The firefights came a day after the government declared a state of emergency in volatile sections of the capital as Prime Minister Bruce Golding vowed “strong and decisive action” to restore order.
The limited emergency in Jamaica, a popular Caribbean tourism destination, covered districts where gunmen shot up or set fire to five police stations on Sunday.
Officials said at least two policemen and one civilian were killed and seven police officers wounded in the attacks, which were accompanied by reports of looting and carjackings.
The assailants are suspected allies of Christopher “Dudus” Coke and the government has called on him to surrender to face a U.S. judicial request seeking his extradition on cocaine trafficking and gun-running charges.
U.S. prosecutors have described Coke as the leader of the “Shower Posse,” which murdered hundreds of people by showering them with bullets during the cocaine wars of the 1980s.
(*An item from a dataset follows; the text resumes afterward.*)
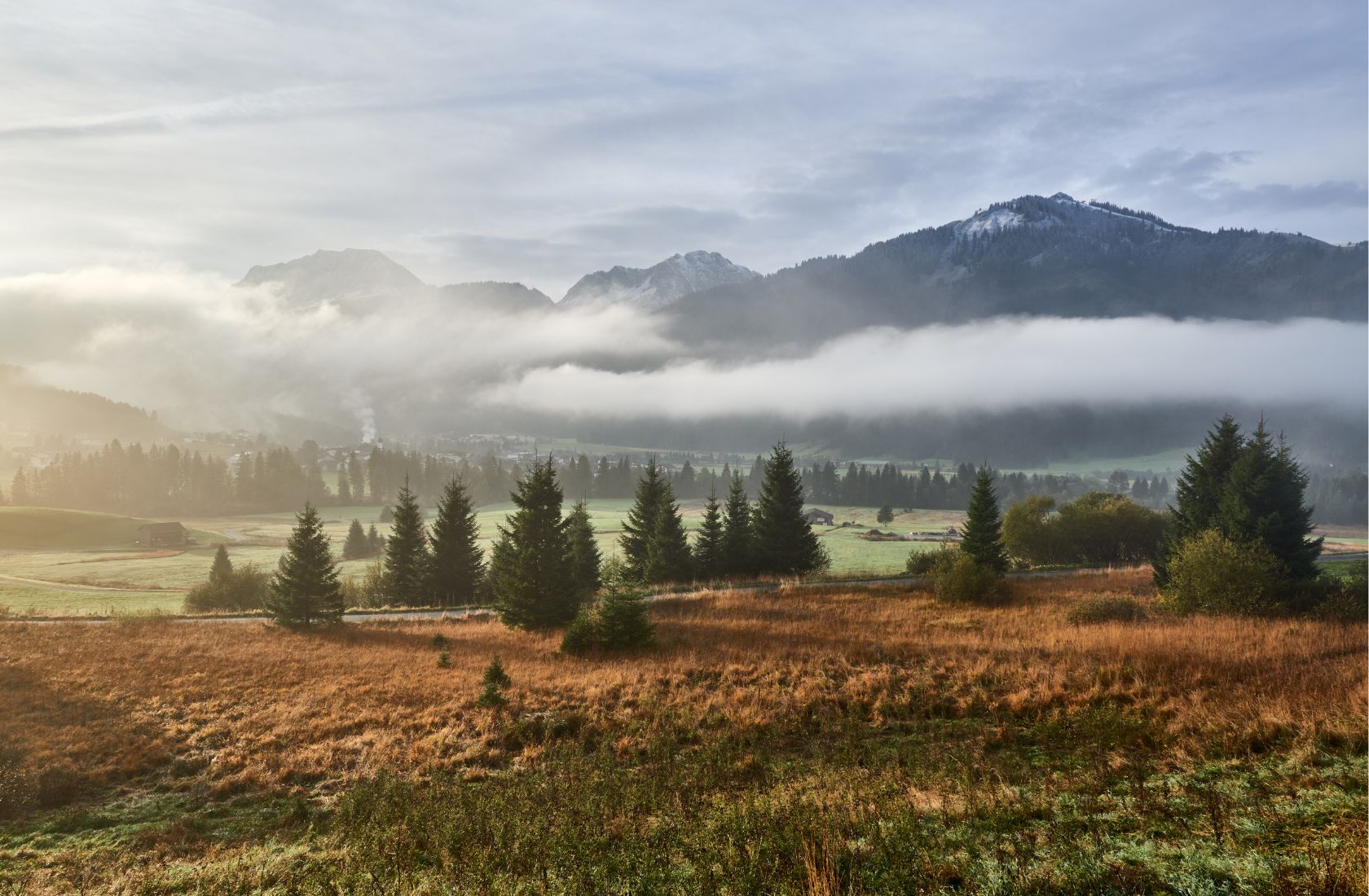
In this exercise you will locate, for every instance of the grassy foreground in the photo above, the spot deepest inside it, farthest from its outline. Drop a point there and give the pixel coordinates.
(774, 743)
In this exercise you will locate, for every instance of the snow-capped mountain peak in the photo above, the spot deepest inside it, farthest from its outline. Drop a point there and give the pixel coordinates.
(658, 285)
Helmeted police in flak jackets and brandishing automatic assault rifles tried unsuccessfully to storm past makeshift barricades and infiltrate the poor Tivoli Gardens area of West Kingston where Coke was believed to be hiding.
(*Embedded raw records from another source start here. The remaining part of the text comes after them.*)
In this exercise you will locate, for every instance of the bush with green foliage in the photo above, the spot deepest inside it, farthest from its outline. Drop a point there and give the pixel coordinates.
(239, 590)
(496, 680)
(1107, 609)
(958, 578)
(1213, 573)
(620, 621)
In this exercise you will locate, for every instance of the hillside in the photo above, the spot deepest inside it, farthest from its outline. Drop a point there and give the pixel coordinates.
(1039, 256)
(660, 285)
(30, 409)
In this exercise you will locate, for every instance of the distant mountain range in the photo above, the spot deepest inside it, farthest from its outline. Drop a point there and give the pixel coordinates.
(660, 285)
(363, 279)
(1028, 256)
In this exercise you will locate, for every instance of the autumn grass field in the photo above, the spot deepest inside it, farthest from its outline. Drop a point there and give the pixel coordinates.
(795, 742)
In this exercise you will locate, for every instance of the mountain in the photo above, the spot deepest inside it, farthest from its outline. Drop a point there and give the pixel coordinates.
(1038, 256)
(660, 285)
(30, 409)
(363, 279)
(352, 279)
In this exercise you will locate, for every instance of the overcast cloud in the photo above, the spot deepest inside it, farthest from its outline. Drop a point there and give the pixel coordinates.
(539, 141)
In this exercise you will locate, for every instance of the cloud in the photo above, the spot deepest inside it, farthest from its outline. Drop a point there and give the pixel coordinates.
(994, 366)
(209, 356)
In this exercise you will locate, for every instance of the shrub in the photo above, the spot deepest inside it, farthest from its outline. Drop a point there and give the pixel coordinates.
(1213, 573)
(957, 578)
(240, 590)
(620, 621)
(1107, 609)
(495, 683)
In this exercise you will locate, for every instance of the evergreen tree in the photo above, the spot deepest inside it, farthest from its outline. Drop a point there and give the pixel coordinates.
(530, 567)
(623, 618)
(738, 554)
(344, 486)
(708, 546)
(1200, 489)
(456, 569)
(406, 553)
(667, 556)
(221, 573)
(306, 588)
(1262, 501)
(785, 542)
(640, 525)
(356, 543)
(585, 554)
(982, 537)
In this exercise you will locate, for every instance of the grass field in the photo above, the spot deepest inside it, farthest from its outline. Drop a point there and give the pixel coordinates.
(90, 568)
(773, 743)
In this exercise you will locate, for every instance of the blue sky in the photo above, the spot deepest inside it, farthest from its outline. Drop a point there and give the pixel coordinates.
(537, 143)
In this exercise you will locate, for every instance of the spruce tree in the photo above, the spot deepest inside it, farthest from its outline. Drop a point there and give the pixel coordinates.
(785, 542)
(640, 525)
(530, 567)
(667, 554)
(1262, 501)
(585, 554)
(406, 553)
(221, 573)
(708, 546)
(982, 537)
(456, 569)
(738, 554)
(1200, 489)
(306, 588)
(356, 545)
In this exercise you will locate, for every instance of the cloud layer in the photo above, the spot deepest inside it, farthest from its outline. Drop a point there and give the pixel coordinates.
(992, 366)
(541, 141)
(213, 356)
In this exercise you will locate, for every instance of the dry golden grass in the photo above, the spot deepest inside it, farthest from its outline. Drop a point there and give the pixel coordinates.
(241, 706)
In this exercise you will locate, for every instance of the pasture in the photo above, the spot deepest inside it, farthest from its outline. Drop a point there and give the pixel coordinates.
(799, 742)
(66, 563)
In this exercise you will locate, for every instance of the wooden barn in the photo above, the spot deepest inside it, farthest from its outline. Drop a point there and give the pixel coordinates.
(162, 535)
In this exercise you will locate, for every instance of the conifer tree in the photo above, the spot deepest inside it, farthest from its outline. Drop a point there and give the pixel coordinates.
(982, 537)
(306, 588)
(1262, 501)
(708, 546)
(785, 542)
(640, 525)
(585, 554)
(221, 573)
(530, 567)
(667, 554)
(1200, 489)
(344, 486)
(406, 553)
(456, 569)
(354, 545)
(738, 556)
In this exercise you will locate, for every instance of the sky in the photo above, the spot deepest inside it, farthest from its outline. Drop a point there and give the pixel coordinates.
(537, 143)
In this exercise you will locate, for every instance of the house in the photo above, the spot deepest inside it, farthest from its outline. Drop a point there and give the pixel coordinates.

They were forced to retreat after masked gunmen opened fire on them from high-rise buildings overlooking the barricades, which closed off seven main streets leading into the area.
“The police is appealing to residents of Tivoli Gardens to desist from blocking the entrance to the community,” police force spokesman Karl Angell said in a statement. “We are also appealing to the decent citizens of Tivoli Gardens who wish to leave to contact the police.”
The normally bustling streets were mostly deserted, as the country marked its Labor Day national holiday and motorists and passersby steered clear of the trouble spot.
The U.S. State Department issued a travel alert warning of violence in Kingston before the weekend, as tensions rose after Golding said he was starting proceedings to extradite Coke.
Golding said on Sunday the state of emergency would remain in effect for a month and would demonstrate that Jamaica is “a land of peace, order and security” where gang-related violence will not be tolerated.
“This will be a turning point for us as a nation to confront the powers of evil that has penalized the society and earned us the unenviable label as one of the murder capitals of the world,” he said.
The United States requested Coke’s extradition in August last year but Jamaica initially refused, alleging that evidence against Coke had been gathered through illegal wiretaps.
In its annual narcotics control strategy report in March, the State Department said Coke’s well-known ties to Jamaica’s ruling party highlighted “the potential depth of corruption in the government.”
Officials said the violence has had no impact so far on the island’s bauxite, sugar and banana producing sectors.